Government further eroded marriage when it tried to say that two people of the same sex could marry. Some governments have even tried to say that multiple person marriages are legal. Cases have been filed right here in our country to legalize polygamous marriages. To date, fortunately, none have been successful.

These government unions, despite being called marriage, are not marriage. They are relationships, between two or more consenting adults , who are civil and living together; sometimes they even find a way to add children to the relationship. But make no mistake: this is not, has not been, and will never reflect the actual institution of marriage as God designed and ordained it.

The institution of marriage, in many ways, has lost its way. But the core definition—despite all efforts of government–has not changed.

On Friday, February 7, National Marriage Week begins. This is a time when we celebrate the institution of traditional, historical, and, yes, biblical marriage – and all who have committed themselves in a loving relationship. We celebrate those who have used their marriage to implement parenthood, bringing up their children in the ways of God the Father.

Here at Wisconsin Family Council, four years ago we started the Marriage Hall of Fame to celebrate both the institution of marriage and individual marriages that have gone the distance, because strong marriages that last a lifetime are the bedrock for a strong Wisconsin.

Applying to join the Hall of Fame is open to any married couple in Wisconsin who has been married for sixty or more years. Last year’s Longest Married Couple was Richard and Beverly Grosskreutz, who were married in 1949. Richard is a U.S. Army veteran and worked as an auto mechanic. Beverly worked at Whitewater electronics and several office jobs through the years. They had 2 sons and 4 grandchildren. When asked, their advice on a happy marriage was simple: “The first hundred years are the hardest.”

Twenty-two other couples joined the Grosskreutzes in being inducted into the Marriage Hall of Fame last year. In the last four years, we have inducted well over sixty couples in this unique Hall of Fame.

If you’d like to be considered for this honor or know a couple who should be honored, you can fill out the application online at WIFamilyCouncil.org. Couples must consent to have their names, story, and photos published on our website.  The application deadline for this year’s class is Saturday, February 22, 2025.

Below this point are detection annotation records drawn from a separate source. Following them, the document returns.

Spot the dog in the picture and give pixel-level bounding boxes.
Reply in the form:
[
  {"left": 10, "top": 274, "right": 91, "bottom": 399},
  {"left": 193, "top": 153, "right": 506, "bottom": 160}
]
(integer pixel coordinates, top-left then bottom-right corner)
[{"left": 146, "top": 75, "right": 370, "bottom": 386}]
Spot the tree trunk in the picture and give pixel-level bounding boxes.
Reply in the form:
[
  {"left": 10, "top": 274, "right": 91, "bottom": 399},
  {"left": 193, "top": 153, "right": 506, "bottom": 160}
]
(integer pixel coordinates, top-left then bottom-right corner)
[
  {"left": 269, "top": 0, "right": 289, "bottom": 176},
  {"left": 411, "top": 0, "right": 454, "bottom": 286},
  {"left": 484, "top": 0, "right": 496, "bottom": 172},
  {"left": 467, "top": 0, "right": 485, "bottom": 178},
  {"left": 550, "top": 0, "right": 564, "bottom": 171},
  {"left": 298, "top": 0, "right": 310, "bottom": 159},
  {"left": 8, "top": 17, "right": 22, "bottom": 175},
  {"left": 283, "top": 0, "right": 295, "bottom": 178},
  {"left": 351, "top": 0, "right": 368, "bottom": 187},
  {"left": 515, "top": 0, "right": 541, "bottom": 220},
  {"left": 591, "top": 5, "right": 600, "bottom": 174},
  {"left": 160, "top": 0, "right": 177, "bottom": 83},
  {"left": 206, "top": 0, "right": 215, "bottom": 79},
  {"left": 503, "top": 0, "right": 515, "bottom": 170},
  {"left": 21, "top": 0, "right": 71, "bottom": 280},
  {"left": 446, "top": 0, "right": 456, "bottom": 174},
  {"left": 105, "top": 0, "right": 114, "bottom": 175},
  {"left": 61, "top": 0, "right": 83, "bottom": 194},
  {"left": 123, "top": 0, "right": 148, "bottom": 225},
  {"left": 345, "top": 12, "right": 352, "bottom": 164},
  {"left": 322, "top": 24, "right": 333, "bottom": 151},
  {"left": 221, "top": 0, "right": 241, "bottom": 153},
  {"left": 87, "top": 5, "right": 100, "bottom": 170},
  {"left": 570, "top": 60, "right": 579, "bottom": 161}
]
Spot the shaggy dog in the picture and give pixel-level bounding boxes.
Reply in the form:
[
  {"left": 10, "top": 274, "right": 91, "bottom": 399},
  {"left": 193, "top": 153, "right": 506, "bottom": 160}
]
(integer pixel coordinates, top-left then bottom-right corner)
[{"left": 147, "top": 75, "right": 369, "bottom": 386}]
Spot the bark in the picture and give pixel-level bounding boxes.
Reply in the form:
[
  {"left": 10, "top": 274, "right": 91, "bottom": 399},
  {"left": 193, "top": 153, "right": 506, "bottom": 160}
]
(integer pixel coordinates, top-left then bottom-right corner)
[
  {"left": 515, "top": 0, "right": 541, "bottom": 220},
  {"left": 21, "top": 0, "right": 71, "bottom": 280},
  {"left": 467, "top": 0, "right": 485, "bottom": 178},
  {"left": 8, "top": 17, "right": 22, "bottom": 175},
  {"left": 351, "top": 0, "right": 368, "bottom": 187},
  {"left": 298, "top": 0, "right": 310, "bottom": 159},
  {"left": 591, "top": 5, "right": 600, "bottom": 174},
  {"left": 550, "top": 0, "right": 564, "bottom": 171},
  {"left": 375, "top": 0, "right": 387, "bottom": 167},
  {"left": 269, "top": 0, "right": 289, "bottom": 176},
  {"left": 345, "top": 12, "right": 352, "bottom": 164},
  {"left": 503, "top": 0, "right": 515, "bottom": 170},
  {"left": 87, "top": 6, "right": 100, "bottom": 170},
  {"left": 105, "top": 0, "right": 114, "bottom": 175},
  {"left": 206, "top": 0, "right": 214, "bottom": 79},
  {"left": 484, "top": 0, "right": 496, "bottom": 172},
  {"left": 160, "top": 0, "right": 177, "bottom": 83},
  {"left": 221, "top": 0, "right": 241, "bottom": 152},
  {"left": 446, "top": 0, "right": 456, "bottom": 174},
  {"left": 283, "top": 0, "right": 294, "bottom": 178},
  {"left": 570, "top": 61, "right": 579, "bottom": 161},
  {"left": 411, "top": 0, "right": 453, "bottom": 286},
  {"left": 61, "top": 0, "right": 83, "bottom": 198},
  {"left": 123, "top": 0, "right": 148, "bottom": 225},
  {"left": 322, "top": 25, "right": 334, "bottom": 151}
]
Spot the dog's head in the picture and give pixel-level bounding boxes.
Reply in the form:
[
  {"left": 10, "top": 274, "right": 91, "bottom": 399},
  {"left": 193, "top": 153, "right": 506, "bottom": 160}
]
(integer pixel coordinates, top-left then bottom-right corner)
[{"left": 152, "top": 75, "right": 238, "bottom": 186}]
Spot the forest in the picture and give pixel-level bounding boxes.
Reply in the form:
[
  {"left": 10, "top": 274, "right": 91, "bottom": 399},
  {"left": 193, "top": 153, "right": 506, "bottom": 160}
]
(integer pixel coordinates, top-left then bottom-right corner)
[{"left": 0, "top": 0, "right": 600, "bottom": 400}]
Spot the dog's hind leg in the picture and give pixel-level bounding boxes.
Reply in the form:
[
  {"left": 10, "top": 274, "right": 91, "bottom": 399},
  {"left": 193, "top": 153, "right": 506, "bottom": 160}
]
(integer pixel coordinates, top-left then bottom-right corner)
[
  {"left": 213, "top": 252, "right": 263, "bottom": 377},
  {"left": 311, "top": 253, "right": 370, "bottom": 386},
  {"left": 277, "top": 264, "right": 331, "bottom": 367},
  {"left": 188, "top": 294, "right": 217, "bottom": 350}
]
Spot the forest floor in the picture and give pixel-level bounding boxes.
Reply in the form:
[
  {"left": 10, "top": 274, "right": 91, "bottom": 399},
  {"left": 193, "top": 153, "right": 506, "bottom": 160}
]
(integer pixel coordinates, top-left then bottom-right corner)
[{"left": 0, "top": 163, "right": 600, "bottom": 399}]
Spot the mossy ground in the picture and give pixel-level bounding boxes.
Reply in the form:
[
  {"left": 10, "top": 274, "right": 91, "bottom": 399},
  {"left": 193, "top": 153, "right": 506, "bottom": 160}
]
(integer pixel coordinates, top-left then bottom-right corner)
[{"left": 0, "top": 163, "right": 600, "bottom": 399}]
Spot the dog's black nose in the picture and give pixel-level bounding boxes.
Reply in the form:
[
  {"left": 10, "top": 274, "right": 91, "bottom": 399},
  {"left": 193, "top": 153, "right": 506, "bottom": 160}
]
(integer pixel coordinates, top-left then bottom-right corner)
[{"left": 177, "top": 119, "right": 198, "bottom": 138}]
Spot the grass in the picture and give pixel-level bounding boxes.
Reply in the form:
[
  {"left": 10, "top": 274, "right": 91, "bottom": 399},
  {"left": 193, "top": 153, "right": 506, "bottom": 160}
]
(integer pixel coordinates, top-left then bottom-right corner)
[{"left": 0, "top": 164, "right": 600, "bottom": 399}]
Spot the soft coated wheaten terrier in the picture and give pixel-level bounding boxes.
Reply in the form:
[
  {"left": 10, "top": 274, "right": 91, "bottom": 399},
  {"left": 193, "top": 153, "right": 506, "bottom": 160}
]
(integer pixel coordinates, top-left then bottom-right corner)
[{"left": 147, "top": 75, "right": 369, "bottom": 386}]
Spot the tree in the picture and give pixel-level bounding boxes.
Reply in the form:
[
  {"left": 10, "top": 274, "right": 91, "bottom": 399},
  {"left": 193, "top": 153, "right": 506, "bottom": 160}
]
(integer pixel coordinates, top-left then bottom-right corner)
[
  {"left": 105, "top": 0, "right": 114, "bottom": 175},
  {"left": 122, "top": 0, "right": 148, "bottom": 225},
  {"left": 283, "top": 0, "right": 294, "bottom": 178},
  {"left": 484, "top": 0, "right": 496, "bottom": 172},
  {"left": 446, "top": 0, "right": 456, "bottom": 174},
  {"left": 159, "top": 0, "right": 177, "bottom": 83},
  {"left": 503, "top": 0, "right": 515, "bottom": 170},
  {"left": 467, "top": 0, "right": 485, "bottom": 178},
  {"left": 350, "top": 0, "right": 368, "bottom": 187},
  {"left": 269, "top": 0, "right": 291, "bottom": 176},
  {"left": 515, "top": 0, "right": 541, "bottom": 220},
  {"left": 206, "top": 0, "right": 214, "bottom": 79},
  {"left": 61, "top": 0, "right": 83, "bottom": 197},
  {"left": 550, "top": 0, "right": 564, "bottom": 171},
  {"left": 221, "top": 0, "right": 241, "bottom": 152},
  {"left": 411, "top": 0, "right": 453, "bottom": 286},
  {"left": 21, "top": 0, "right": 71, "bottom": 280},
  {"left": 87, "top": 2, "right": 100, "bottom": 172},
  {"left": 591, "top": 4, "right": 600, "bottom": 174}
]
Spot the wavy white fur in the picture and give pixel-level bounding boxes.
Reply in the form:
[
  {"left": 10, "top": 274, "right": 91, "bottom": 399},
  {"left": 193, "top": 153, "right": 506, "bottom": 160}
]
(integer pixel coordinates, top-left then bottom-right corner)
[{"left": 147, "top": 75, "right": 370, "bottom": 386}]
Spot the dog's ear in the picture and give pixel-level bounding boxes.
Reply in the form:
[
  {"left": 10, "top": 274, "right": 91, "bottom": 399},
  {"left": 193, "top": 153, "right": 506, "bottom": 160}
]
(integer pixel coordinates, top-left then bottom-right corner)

National Marriage Week and the month of February is a perfect time to celebrate these amazing couples who have committed to each other, through good times and bad, for richer and for poorer, in sickness and in health, as long as they live on this earth. They stand as timeless examples of the goodness of marriage, and remind us why we must continue to fight to protect the institution of marriage, including the definitions, benefits, and acknowledgements thereof.

God made marriage to bless His people, to be fruitful in this world, and to multiply. Marriage is a reflection of God and His heart for us: worthy of our support and deserving of our efforts to beautifully and faithfully exemplify this institution as God designed it.

For Wisconsin Family Council, this is Julaine Appling, reminding you that God, through the Prophet Hosea, said, “My people are destroyed for lack of knowledge.”